La dernière livraison des Cahiers de Témoignage Chrétien (été 2021) est consacrée à la joie ou plutôt au désir de « retrouver la joie ». Il est effectivement tant d’occasions de la perdre à travers nos itinéraires souvent cabossés ou sous l’emprise du contexte morose ou tragique que nous connaissons. Et cependant, pour les chrétiens, la joie est bien au cœur de l’Évangile. Le pape François en 2013 en fit la réflexion centrale de sa première exhortation apostolique, soulignant d’entrée que « la joie de l’Évangile emplit le cœur de ceux qui rencontrent Jésus et, par-là, sont libérés de la tristesse, du vide intérieur, de l’isolement ». Cette joie qui dans le message évangélique se décline selon plusieurs modes : joie d’être écouté et d’écouter, joie de remettre debout et de se lever, joie de se savoir aimé et d’aimer. Joie d’être des vivants par Sa résurrection. Le rire, alors, ne saurait être bien loin ; lui qui constitue l’une des manifestations physiques et communicatives de la joie mais aussi une expression spontanée qui bouscule les normes un peu à l’image de la prédication de Jésus. Or longtemps et aujourd’hui encore, l’allégresse du christianisme sous toutes ses formes reste trop dissimulée derrière la mortification, la componction, l’ascétisme ou le tragique d’une vie terrestre souvent honnie. Tendance qui s’est largement nourrie de la large diffusion d’une proclamation selon laquelle « Jésus-Christ n’a jamais ri ».
Dès le IVe siècle, Jean Chrysostome affirme que si Jésus a pleuré, au moins trois fois, « aucun évangéliste n’a écrit nulle part qu’il a ri, pas même légèrement souri ». Ambroise ne dit pas autre chose. Et ce lieu commun sera maintes fois répété d’abord à l’époque médiévale (saint Bernard, Pierre Le Chantre) puis avec plus d’insistance encore chez les théologiens austères du XVIIe siècle (de Pierre Nicole à l’abbé de Rancé) pour présenter une image digne et surtout grave de Jésus. Déclaration qui devait conduire celui qui voudrait « imiter » le Christ à se comporter comme lui. Cette assertion pourtant ne va pas sans poser quand même question. Essentiellement affirmé dans l’homilétique, la littérature spirituelle ou par des textes apocryphes (comme la pseudo lettre de Lentulus qui, au XVe siècle, trace un portrait imaginaire d’un Jésus « qui n’a jamais ri »), sur quelle base ce topos est-il construit ? Jacques Le Brun fait remarquer avec finesse que « partant d’un fait historique des larmes de Jésus, le raisonnement vise, non à élaborer immédiatement une conclusion théologique, mais à construire un autre fait : c’est cette construction par déduction d’un fait historique dérivé qui constitue l’originalité de l’argumentation ». Comme si le fait de pleurer excluait radicalement le rire. Et plus encore, comme si le silence des textes sur un acte ou un geste devenait « l’affirmation de son inexistence puis de son illégitimité ». Combien de décisions disciplinaires imposées par l’Église romaine, à commencer par le refus de l’ordination des femmes, reposent sur ce genre d’arguments fallacieux et rhétoriques ?
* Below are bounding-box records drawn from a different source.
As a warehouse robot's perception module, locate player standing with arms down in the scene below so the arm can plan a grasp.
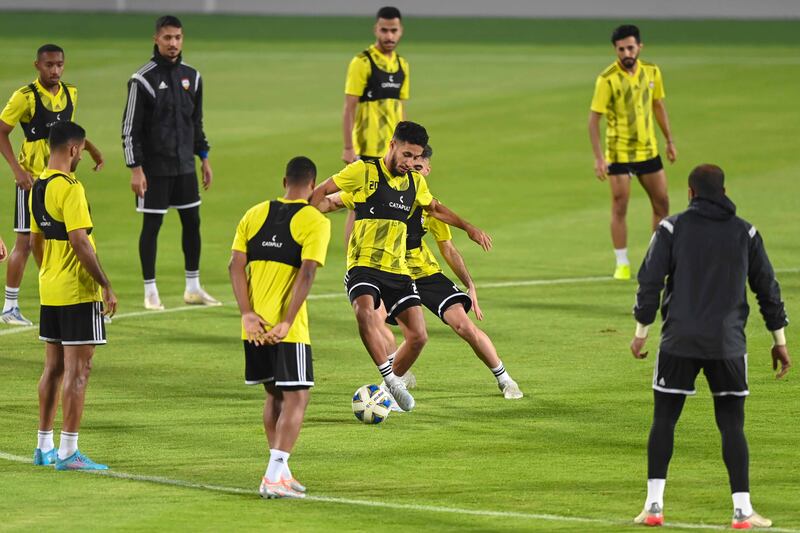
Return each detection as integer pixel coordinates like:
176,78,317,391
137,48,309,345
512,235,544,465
589,25,677,280
323,145,523,400
30,122,117,470
0,44,103,326
122,15,220,310
631,165,791,529
229,157,331,498
311,122,491,411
Dès lors, ce thème récurrent d’un Jésus qui n’aurait jamais ri, renvoie trop souvent à l’image d’un christianisme qui semble se complaire dans des abîmes de tristesse et de déréliction en donnant aux baptisés « un air de Carême sans Pâques » (François, La joie de l’Évangile, § 6). D’ailleurs, par une sorte d’analogie qui m’est propre le costume totalement noir de clergyman, sans parler de la sainte soutane, m’a toujours fait penser à des vêtements de rabat-joie, et plus encore à des vêtements de mort et de deuil. Comme si le champ de la rigueur et de l’austérité ne pouvait que convenir à ceux qui veulent affirmer et conforter une identité autoproclamée, à ceux qui, aujourd’hui à nouveau, se considèrent seuls comme des sacrificateurs. Or le « sacrifice », fut-il celui de la messe, n’est jamais porteur de joie et moins encore de rire. Et la recherche d’une vaine et sombre assurance cléricale ne provoque que des crispations à la fois étrangères à l’Évangile et « à la joie du ciel sur la terre ».